Bug #952
closedsystem hang with rsync
0%
Description
Hello.
Doing a backup to our DragonFly file server, using rsync, hangs the
server under certain conditions.
It only happens when I use the --delete option to rsync and seems to
only be on directories with large multi-GB files.  The directory that
consistently reproduces it is my tv recording directory where I have
multiple files ranging from 1 to 4 GB.  The total directory on the
server is about 67 GB, which has old files that need deleted.  The
directory on the client machine is currently about 79 GB.
While the server is hung, I can still ping it and switch virtual
consoles but, other than that, all consoles are just frozen.  While it
is frozen, if I hit <cntl>c I see the '^C' on the screen but get no
other response.
Running top, in another console -- top also freezes and stops
updating, always with zero or very little process load.  On this last
test, after killing rsync on the client side with <cntl>c, top briefly
updated after 3 minutes, then stayed frozen for 3.5 more minutes.  After
a total of 6.5 minutes, the server came alive again.
It does not seem to be related to ssh because I ran the rsync daemon on
the server and ran the same test without ssh and got the same results.
Here is the output of the last test on the client side.
$ rsync -HOav -x --delete . alexandria::tv/recordings
  /tv/recordings
  building file list ... done
  deleting The Universe (Jupiter: The Giant Planet).info
	Hangs here. I waited a while and finally hit <cntl>c.
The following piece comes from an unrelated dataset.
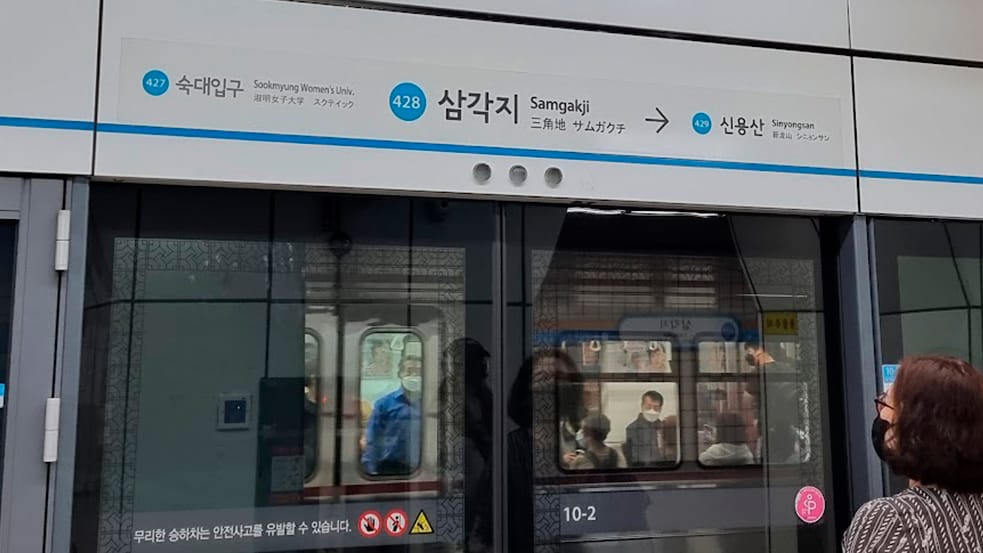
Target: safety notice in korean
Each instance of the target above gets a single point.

^Crsync error: received SIGUSR1 or SIGINT (code 20) at rsync.c(163)
	The .info file and the .avi file were both gone on the server after that
but I am not sure if the .avi file was deleted on one of the other
tests.
I did get a couple entries in /var/log/messages on the server with the
following error when I ran it with the rsync daemon
rsyncd[3933]: rsync error: error in rsync protocol data stream (code 12) at io.c(453) [receiver=2.6.9]
	I did not get that error when run under ssh so I don't know if it has to
do with the freezing problem.
On the server, I replaced the recording directory with one that had
a subset of the files, about 5 recordings that needed deleted, and it
worked fine.  Then I hard linked all files in the directory from another
directory, and it still worked fine.
i.e.
    mv recordings recordings.bak
    mkdir recordings
    ln recordings.bak/* recordings
So far as I can tell, it only happens if it is over a certain amount of
data in the directory and it has to actually delete the files, not just 
unlink a secondary hard link.
I have been able to backup just about every other directory on our
client machines without any problems.
Does anybody have any theories about what might be happening?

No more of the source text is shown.